Here's an interesting story from Bloomberg about immigrant-owned small businesses:
The study released today found that immigrants own 18 percent of
businesses with fewer than 100 people working for them, while U.S. residents born outside the country account for 13 percent of the nation’s population, based on the U.S. Census Bureau’s 2010 American Community Survey.
and
Foreign-born entrepreneurs owned 28 percent of small businesses in the leisure and hospitality fields, the largest percentage of any broad industry. Immigrants constituted a majority of small taxi, dry cleaning and gas station owners. They also made up 43 percent of hotel or motel owners and 37 percent of restaurant operators.
Here are three other interesting stories about immigrants, business and the US economy:
- State-level immigration laws don’t pay off.
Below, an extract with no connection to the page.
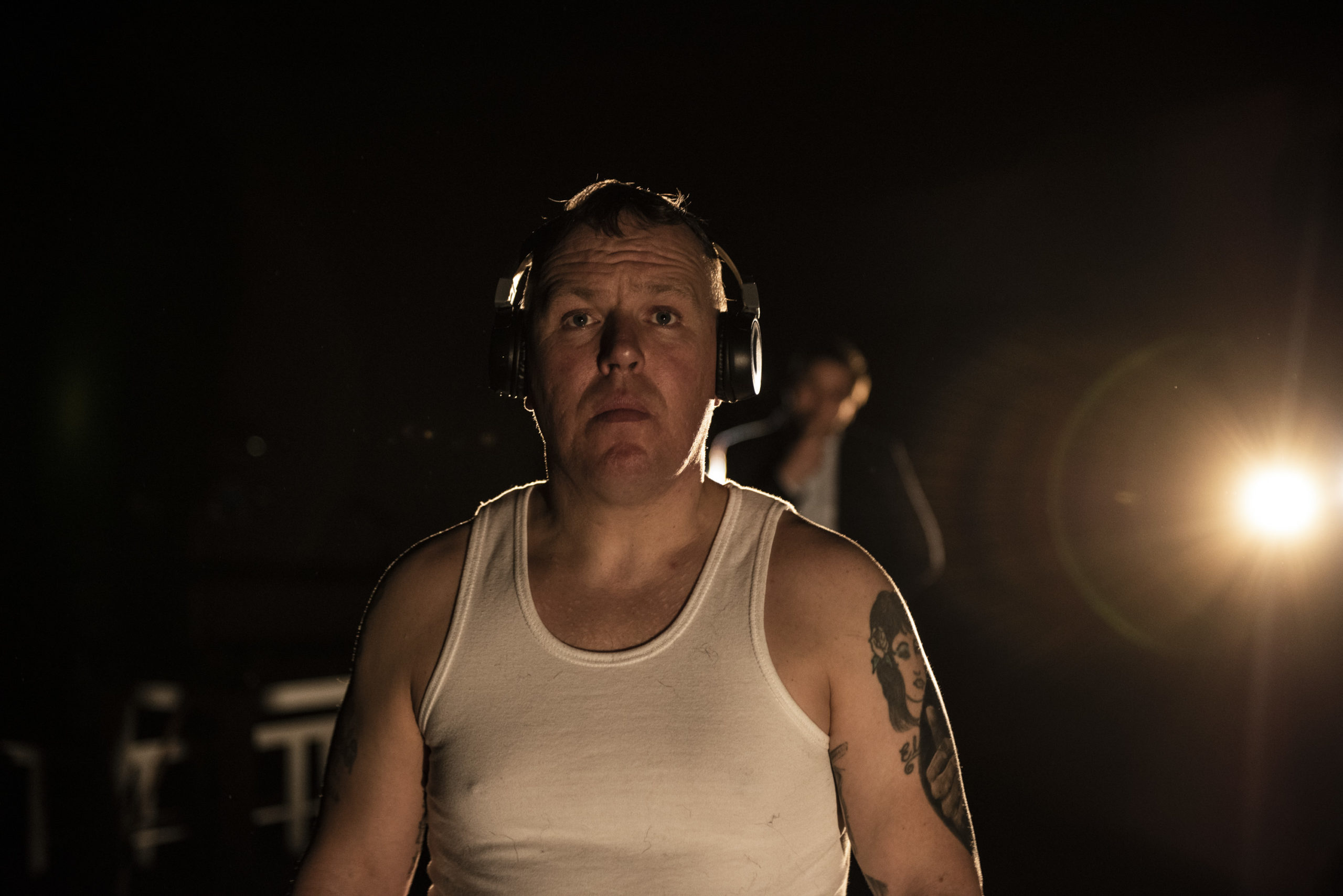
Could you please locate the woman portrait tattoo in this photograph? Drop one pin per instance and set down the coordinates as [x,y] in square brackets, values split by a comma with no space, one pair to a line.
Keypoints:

That’s the consensus from business and agricultural leaders who gathered in Atlanta this week for the first-ever Southeast Summit on Immigration. CEOs, farmers and law enforcement officials from several southern states—fed up with the federal government’s do-nothing immigration policy—pointed repeatedly to the devastating economic toll of immigration laws on local economies.
- Immigrant-owned small businesses bring in an average of $684 million a year to Colorado, according to a newly released study by the Fiscal Policy Institute in New York.
- Overall, there are 900,000 immigrant business owners nationwide, accounting for 18 percent of the 4.9 million small-business owners. In the Twin Cities, immigrants make up 11 percent of all small-business owners.
Inspirational and supports the fact that immigration help economic expansion and growth. Thanks for posting.